Вот бабушка опустила руку со спицей. В другой — недовязанный чулок. Но бабушка не смотрит ни на свою работу, ни на гусениц, которых набралось полное ведёрко, не распоряжается она и чтобы гусениц отнесли курам. Бабушка Пежо уставила в небо свои большие голубые глаза, которые от старости почти совсем выцвели.

Бабушка не работает, она смотрит на небо. Есть чему удивиться, если бы было время. Но его нет ни у кого в Таверни. Каждый в Таверни занят своим делом.
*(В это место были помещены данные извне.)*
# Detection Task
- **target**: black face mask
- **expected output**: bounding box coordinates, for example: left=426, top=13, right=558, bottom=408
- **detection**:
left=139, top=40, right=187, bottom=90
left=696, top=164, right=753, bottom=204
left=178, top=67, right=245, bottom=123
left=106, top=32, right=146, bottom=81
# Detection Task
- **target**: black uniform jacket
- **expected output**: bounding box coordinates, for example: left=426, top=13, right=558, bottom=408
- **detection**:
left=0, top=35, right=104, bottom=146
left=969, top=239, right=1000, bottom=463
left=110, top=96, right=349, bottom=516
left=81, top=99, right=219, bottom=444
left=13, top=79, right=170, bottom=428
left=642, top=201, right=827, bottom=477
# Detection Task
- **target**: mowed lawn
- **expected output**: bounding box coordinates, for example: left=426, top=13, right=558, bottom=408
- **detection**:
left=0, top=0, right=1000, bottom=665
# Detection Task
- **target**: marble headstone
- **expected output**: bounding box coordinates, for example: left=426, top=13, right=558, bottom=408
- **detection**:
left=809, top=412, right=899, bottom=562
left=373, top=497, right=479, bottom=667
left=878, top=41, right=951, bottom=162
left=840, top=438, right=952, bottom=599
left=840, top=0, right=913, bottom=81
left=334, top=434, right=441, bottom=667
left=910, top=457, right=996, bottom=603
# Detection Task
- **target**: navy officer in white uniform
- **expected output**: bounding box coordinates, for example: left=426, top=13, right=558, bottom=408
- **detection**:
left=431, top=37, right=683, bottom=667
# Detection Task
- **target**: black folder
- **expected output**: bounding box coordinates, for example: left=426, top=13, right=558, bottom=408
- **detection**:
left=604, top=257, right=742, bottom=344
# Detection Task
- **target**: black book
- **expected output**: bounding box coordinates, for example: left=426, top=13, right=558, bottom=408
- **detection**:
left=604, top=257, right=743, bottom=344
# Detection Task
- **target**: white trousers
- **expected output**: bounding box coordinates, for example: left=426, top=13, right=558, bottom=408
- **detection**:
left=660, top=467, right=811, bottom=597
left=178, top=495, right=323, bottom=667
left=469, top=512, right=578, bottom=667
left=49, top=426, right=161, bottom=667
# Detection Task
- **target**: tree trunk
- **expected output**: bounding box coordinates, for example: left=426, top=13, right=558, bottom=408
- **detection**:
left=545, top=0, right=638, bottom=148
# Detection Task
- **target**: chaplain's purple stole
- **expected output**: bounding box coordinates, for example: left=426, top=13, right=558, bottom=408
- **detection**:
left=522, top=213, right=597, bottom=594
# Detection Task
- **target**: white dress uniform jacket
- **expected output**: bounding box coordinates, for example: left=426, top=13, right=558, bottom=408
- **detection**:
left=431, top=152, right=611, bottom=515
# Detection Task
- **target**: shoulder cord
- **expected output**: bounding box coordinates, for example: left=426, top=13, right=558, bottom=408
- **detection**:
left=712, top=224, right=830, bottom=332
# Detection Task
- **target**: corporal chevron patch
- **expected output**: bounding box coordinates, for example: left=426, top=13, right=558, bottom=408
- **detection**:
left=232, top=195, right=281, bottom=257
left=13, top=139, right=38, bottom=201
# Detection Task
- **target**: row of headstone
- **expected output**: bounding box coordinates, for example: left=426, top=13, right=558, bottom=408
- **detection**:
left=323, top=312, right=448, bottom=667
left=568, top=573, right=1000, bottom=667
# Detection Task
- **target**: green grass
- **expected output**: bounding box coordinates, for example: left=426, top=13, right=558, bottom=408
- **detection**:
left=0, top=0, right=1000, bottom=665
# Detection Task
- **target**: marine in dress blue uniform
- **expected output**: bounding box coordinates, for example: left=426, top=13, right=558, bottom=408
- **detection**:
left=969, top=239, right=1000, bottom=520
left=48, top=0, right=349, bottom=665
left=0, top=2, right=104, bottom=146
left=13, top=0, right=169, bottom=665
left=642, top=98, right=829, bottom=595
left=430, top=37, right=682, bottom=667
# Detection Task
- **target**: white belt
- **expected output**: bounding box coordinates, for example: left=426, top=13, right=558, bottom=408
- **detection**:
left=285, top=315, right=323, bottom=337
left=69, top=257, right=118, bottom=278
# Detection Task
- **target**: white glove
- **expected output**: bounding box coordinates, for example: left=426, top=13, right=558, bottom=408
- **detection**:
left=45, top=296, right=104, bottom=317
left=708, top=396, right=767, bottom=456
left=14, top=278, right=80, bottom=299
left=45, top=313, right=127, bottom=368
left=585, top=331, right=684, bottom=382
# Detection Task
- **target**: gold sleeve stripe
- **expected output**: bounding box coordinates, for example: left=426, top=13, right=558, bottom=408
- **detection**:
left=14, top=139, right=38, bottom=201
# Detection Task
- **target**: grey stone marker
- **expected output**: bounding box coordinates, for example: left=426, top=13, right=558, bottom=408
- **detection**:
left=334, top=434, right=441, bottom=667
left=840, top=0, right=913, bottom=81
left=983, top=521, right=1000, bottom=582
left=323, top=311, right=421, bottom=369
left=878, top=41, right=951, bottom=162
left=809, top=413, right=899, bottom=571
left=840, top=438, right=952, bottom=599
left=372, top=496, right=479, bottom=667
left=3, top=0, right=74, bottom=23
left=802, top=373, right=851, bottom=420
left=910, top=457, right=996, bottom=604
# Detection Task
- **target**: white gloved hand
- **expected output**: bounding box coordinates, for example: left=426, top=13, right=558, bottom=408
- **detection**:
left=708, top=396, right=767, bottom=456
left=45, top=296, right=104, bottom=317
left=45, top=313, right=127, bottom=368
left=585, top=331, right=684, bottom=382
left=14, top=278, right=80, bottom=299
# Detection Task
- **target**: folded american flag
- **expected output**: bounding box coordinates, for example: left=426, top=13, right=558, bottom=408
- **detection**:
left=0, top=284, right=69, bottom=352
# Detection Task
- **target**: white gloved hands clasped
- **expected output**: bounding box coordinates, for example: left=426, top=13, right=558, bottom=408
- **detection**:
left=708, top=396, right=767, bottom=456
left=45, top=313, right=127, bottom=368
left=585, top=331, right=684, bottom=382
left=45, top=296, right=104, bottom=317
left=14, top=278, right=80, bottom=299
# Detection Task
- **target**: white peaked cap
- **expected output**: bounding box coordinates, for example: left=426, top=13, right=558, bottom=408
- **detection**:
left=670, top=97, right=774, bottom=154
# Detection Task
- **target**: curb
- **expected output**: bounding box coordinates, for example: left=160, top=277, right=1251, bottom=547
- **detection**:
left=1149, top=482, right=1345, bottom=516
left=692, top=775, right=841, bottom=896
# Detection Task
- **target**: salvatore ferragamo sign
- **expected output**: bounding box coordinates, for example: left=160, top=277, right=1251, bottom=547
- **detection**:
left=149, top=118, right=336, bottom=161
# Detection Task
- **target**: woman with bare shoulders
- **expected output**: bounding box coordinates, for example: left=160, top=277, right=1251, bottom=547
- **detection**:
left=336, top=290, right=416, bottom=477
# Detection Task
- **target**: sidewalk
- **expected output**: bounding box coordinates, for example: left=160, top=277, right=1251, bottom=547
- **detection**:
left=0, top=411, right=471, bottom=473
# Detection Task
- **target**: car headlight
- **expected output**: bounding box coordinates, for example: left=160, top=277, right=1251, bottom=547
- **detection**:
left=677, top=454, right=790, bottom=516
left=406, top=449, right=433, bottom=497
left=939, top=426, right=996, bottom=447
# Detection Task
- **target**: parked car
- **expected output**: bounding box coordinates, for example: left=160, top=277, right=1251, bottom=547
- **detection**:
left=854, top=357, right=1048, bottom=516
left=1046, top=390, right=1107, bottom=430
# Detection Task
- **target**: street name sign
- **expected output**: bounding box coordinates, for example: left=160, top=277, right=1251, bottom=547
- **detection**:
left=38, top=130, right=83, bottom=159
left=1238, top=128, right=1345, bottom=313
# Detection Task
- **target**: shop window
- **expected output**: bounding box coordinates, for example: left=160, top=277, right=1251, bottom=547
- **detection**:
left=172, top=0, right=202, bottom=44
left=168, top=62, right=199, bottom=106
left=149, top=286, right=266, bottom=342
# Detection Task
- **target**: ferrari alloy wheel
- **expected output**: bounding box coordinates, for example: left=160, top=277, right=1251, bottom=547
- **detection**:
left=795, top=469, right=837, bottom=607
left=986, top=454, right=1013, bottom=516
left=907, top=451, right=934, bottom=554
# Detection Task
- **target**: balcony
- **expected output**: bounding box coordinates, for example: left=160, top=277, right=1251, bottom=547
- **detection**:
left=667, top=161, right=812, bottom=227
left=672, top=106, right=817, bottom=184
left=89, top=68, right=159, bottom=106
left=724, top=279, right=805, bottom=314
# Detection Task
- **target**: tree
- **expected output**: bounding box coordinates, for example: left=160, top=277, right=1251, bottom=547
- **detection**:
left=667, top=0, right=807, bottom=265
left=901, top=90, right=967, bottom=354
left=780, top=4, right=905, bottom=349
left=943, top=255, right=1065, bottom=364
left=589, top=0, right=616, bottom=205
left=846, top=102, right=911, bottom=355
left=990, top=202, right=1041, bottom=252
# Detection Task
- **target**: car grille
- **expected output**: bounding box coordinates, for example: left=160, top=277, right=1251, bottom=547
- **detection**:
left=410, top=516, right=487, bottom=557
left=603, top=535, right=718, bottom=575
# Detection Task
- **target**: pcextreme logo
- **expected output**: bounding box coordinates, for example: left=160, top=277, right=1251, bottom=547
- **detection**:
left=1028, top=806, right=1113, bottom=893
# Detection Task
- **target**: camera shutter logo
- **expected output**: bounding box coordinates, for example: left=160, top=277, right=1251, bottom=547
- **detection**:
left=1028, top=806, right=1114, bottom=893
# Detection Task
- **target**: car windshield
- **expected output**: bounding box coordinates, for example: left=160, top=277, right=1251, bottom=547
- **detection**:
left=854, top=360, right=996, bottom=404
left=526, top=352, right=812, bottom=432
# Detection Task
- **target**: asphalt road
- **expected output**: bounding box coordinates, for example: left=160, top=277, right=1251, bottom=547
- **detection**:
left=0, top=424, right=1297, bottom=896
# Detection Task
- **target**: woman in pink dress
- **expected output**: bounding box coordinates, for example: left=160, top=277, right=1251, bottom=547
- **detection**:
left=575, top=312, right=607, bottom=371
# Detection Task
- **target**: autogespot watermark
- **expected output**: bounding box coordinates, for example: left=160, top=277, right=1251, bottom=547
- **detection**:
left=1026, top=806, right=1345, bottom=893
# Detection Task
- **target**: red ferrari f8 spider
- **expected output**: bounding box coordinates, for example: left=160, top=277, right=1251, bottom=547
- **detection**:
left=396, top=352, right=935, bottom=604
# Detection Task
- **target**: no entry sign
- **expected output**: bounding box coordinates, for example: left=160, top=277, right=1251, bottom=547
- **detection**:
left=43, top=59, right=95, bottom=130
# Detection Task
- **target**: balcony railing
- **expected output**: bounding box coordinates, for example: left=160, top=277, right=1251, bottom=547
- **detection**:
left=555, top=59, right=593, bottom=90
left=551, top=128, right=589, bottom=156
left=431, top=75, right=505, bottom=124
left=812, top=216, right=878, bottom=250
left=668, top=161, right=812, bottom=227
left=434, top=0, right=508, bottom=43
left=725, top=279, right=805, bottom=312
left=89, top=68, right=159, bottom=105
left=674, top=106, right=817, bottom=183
— Какое красивое небо! Я никогда и не замечала, как быстро по нему бегут облака. Бывало, сто раз взглянешь, не набежала ли туча, не пошлёт ли бог дождика, а вот не замечала, что облака несутся по небу так, словно парусник по Сене…

Мари с недоумением взглянула на мать, но на небо посмотреть ей уже было недосуг. Ведёрко наполнилось, надо его отнести в курятник, опорожнить и снова приняться за гусениц. От них уже в глазах зарябило у Мари, но ведь ветки высокие, надо успеть их все облазить. Клементина и Мишель заняты — возят навоз. А Диди ещё слишком мал, не ровен час — сорвётся и упадёт!